Zhipu [HKG: 2513], which went public on Jan. 8, soared 15.9 percent to HKD649. Its stock tumbled nearly 23 percent yesterday from a peak of HKD725 on Feb. 20.
Zhipu's adjusted net loss widened to CNY2.5 billion from CNY97 million (USD361.9 million from USD14 million) over the past three years, according to its prospectus.
MiniMax accumulated around USD1.3 billion in losses over the past four years, including USD512 million in the first three quarters of last year, the Shanghai-based firm said in its prospectus.
Anthropic, which is widely regarded as one of the world's fastest-commercializing AI companies, saw its annualized recurring revenue surge to USD14 billion as of this month from USD100 million in 2023, bringing its valuation to USD380 billion in its latest fundraiser.

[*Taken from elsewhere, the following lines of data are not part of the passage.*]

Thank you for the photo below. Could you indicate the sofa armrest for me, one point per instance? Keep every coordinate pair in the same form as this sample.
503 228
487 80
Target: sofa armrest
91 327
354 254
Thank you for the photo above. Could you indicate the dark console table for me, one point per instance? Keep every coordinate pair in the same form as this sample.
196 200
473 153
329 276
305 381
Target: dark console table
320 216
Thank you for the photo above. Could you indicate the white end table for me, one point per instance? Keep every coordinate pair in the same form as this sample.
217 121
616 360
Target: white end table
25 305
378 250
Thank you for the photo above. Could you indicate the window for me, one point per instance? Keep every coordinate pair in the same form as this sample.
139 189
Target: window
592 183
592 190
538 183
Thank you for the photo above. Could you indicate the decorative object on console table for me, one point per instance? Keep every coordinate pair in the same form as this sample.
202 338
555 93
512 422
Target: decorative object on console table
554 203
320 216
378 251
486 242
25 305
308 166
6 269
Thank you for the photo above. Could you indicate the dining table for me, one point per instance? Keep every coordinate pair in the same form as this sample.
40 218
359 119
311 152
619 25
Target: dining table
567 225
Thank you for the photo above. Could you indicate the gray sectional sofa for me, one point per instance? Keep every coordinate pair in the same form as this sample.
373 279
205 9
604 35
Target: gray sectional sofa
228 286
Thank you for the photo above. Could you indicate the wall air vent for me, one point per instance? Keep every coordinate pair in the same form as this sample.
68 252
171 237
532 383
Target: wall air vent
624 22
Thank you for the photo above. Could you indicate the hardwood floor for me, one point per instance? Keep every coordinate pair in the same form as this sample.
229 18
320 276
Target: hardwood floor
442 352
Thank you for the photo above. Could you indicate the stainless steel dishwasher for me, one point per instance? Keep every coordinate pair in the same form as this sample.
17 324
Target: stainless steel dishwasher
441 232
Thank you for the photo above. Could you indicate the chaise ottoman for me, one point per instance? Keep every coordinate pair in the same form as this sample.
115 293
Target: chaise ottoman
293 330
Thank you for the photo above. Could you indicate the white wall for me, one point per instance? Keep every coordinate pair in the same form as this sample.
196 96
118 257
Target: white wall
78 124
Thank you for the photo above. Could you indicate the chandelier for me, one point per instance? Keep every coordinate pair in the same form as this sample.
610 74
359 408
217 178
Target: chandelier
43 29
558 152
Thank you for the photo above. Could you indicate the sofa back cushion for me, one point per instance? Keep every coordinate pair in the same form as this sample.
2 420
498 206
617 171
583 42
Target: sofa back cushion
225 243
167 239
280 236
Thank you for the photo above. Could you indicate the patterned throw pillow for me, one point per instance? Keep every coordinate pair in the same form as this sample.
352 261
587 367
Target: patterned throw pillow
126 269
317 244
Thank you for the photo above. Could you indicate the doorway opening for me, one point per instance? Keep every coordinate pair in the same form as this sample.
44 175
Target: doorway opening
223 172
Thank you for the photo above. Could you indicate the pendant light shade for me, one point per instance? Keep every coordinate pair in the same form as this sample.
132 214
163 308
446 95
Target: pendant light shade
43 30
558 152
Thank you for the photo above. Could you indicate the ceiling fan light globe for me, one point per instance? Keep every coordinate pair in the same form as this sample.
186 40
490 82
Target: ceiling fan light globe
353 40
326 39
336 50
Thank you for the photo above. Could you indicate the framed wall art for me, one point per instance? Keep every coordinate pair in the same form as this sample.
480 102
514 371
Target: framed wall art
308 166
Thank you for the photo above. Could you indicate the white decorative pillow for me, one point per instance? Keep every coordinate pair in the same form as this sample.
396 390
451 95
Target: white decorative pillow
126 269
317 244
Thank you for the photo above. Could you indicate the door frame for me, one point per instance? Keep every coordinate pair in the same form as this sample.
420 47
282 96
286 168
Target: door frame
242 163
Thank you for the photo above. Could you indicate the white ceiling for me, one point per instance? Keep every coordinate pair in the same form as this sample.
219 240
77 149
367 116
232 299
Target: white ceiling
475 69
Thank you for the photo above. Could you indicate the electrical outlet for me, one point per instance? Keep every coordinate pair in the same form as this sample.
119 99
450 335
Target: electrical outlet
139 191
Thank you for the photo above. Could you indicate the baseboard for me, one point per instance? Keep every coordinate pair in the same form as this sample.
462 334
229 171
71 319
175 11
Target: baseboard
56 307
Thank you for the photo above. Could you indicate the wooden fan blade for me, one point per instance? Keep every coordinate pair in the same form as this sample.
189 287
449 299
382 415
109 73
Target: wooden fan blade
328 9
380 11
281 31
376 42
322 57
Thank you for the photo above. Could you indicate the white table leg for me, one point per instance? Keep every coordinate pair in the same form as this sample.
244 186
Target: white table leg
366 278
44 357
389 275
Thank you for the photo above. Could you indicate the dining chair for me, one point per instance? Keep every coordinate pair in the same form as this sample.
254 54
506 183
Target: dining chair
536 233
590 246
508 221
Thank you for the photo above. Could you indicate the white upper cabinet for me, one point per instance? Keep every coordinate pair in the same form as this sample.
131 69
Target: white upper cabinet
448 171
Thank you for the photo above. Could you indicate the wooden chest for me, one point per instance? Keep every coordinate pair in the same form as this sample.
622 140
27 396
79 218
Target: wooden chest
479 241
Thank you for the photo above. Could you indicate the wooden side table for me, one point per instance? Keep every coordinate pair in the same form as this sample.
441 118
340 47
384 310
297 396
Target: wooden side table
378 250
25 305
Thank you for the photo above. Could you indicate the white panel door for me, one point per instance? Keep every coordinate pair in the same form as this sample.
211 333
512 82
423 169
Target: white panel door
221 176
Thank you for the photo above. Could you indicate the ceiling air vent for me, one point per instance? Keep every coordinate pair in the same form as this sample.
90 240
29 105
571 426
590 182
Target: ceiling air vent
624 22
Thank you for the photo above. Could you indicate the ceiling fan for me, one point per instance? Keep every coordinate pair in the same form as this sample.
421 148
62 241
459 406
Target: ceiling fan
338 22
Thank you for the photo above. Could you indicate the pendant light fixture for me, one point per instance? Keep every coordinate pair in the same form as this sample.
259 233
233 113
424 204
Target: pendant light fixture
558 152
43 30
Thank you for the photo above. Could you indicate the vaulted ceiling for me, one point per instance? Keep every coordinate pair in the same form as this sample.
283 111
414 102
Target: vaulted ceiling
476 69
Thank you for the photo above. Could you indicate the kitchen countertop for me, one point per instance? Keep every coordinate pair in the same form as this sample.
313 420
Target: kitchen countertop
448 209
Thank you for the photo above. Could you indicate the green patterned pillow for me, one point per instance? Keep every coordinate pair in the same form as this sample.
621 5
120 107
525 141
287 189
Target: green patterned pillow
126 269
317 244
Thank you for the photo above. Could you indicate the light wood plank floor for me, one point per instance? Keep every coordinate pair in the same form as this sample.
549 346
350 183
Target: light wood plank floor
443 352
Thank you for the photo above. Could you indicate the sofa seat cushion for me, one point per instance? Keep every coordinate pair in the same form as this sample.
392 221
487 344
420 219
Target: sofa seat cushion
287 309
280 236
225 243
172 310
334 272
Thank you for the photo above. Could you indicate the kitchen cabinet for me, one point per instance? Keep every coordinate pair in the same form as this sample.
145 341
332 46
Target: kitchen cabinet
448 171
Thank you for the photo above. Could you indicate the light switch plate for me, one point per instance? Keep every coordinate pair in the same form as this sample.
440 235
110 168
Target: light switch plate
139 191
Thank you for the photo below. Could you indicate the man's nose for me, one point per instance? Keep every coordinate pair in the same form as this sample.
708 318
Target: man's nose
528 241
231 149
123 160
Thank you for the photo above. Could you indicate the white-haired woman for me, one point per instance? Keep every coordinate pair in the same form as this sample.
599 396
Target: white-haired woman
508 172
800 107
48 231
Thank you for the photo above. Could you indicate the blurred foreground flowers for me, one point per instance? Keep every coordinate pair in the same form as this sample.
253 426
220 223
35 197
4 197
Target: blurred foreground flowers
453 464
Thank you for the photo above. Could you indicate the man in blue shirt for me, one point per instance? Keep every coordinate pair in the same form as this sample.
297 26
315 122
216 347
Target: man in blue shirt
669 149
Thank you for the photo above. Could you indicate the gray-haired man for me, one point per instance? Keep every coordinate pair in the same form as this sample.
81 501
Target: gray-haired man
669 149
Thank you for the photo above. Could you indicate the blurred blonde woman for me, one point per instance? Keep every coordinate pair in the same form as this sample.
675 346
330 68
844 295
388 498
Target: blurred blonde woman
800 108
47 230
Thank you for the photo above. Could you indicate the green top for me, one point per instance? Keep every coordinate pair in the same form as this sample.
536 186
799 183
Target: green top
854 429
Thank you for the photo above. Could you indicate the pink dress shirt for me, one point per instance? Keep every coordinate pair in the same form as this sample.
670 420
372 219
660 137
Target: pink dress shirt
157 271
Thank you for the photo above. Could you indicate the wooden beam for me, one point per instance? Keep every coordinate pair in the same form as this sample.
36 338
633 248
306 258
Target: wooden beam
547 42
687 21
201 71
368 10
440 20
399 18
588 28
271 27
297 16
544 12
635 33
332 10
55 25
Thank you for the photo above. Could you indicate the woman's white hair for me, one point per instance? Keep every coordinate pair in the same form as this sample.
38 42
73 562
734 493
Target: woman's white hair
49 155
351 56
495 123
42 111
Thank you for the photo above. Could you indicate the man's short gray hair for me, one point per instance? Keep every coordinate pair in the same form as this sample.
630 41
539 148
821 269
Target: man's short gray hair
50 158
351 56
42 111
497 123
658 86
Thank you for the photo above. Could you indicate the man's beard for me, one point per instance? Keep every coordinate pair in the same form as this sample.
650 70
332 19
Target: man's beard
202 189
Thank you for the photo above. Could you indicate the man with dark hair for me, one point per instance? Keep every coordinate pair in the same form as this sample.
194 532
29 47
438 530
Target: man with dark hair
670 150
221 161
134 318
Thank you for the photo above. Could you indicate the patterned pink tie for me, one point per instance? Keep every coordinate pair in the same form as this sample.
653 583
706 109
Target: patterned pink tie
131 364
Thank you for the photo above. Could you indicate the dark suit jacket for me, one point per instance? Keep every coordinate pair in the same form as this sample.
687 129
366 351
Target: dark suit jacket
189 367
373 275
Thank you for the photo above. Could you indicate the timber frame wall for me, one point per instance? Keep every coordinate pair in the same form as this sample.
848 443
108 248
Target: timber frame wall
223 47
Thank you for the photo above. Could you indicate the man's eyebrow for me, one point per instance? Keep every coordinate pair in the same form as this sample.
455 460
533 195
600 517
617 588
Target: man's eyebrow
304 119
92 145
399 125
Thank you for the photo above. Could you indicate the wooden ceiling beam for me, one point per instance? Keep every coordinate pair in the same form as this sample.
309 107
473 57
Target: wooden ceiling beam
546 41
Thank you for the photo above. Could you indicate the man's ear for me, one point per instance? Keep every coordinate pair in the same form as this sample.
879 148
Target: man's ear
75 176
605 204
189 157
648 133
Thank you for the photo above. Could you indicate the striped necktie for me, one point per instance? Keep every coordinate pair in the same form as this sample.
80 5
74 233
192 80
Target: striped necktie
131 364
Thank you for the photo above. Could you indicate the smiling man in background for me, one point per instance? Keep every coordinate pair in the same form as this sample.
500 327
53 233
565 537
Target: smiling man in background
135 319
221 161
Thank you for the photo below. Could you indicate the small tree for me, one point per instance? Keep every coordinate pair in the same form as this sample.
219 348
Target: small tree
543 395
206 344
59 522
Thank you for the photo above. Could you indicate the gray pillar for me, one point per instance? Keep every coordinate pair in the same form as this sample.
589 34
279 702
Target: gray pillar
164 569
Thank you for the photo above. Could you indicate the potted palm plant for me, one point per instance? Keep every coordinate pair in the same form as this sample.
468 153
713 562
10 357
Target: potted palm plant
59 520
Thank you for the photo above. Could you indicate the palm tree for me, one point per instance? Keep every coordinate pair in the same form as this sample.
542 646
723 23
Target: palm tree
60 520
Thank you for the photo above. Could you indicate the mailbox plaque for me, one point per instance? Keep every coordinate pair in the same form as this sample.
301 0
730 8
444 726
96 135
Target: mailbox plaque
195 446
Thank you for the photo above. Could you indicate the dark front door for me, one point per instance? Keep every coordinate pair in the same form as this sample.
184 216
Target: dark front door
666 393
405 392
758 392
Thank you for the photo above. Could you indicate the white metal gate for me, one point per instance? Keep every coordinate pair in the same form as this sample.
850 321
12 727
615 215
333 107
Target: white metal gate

Chinese AI companies still have substantial ground to cover in commercialization and infrastructure, beyond raw model performance, analysts pointed out.
Only 17 percent of global enterprise AI procurement decisions were driven primarily by benchmark scores last year, while 68 percent mainly focused on scenario adaptability, service reliability, and cost efficiency, according to statistics from International Data Corporation.
Commercialization will be the defining test for AI companies this year after three years of model competition and application exploration, Kaiyuan Securities noted.